Comumente aplicado em grandes corporações por consultores durante processos de implantação da gestão pela qualidade total, o conceito de reengenharia pode ser incorporado, com propriedade, às empresas jornalísticas.
‘Começar de novo’, ou seja, ‘abandonar procedimentos consagrados e reexaminar o trabalho necessário para criar os produtos e serviços de uma empresa e proporcionar valor aos clientes’ (LAITER, Élcio) desponta como alternativa à crescente queda nas vendas dos jornais impressos brasileiros provocada, especialmente, porque ‘os jornais estão repetitivos, sem conseguir sair da vala comum.

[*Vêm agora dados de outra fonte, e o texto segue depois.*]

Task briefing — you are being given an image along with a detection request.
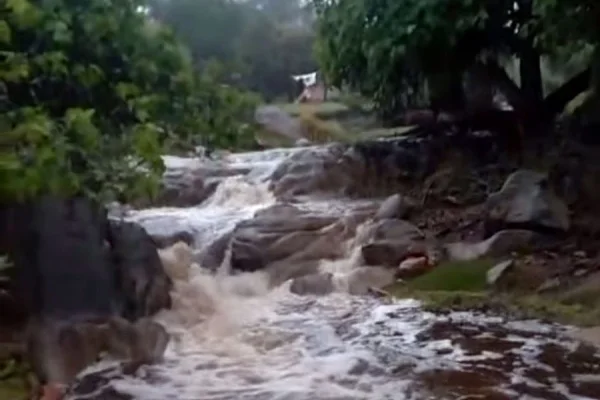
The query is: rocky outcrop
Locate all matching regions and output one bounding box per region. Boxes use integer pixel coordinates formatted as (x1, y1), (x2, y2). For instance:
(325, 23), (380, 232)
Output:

Com raras exceções, são tediosos, chatos, sem profundidade, não acrescentam, não explicam. Os jornais acabaram se tornando uma repetição da notícia que todo mundo já sabe’ (CARVALHO, Ruy Quadros de; RIGHITTI, Sabine).

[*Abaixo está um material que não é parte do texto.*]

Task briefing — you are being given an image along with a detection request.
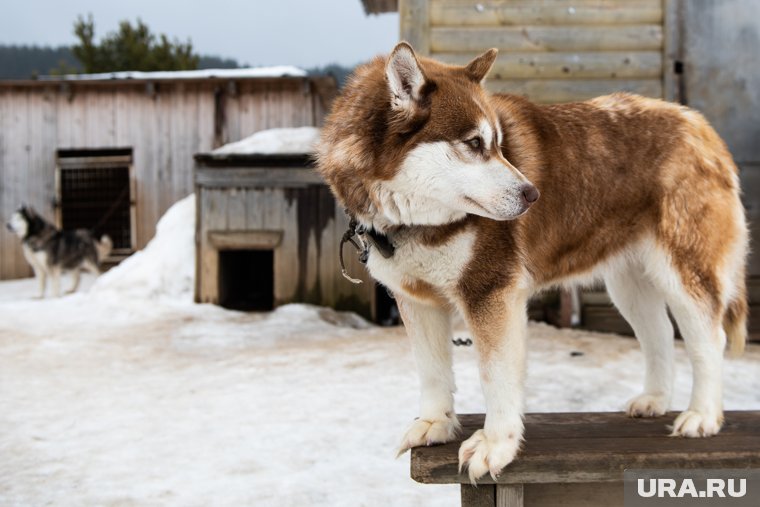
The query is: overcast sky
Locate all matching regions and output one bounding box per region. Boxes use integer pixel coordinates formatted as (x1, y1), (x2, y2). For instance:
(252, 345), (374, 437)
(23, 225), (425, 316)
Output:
(0, 0), (399, 67)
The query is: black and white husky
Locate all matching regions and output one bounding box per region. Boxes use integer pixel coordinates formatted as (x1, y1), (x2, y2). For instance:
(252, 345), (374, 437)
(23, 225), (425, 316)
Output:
(6, 206), (113, 298)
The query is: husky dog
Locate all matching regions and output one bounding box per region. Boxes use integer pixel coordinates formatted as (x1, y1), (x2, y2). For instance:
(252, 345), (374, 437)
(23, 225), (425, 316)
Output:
(6, 206), (113, 298)
(318, 43), (748, 482)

Pesquisa realizada em 2005 por Bughin e Poppe prova a veracidade de tal situação. De acordo com números apurados pelos estudiosos, ‘os jornais estão sofrendo uma redução de circulação de 2% a 4% ao ano, em todo mundo’ (SOUSA, Jorge Pedro).
Um ‘intelectual orgânico’
No Brasil, as estatísticas apontam um cenário ainda mais desanimador para os impressos. ‘A análise de circulação de exemplares no país mostra uma redução de cerca de 11% no número absoluto diário, que passou de 3,5 milhões de exemplares por dia, em 1995, para 3,09 milhões de exemplares por dia, em 2005.

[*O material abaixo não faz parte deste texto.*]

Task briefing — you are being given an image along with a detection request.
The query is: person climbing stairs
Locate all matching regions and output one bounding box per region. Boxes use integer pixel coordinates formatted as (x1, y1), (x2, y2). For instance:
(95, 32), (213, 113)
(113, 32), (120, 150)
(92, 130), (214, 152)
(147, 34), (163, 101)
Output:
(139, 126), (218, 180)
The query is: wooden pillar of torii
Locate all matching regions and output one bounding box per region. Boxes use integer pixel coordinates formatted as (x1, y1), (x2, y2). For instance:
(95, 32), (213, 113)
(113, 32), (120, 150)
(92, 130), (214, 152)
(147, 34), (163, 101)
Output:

Se observarmos o número de exemplares para cada mil habitantes, que passou de 22/1000, em 1995, para 17/1000, em 2005, a redução é de aproximadamente 23%’ (CARVALHO, Ruy Quadros de; RIGHITTI, Sabine).
Embora o diagnóstico da atual situação em que se encontram os jornais impressos brasileiros não seja otimista, existe a possibilidade de revertê-la através da reengenharia, pois ‘sempre haverá necessidade de acesso à informação de qualidade, ainda que eventualmente, seja uma minoria elitista a necessitar dela, ou a querer usufruir dela, por motivos que vão da formação pessoal, aos negócios, à intervenção política ou mesmo ao simples entretenimento’ (SOUZA, Jorge Pedro).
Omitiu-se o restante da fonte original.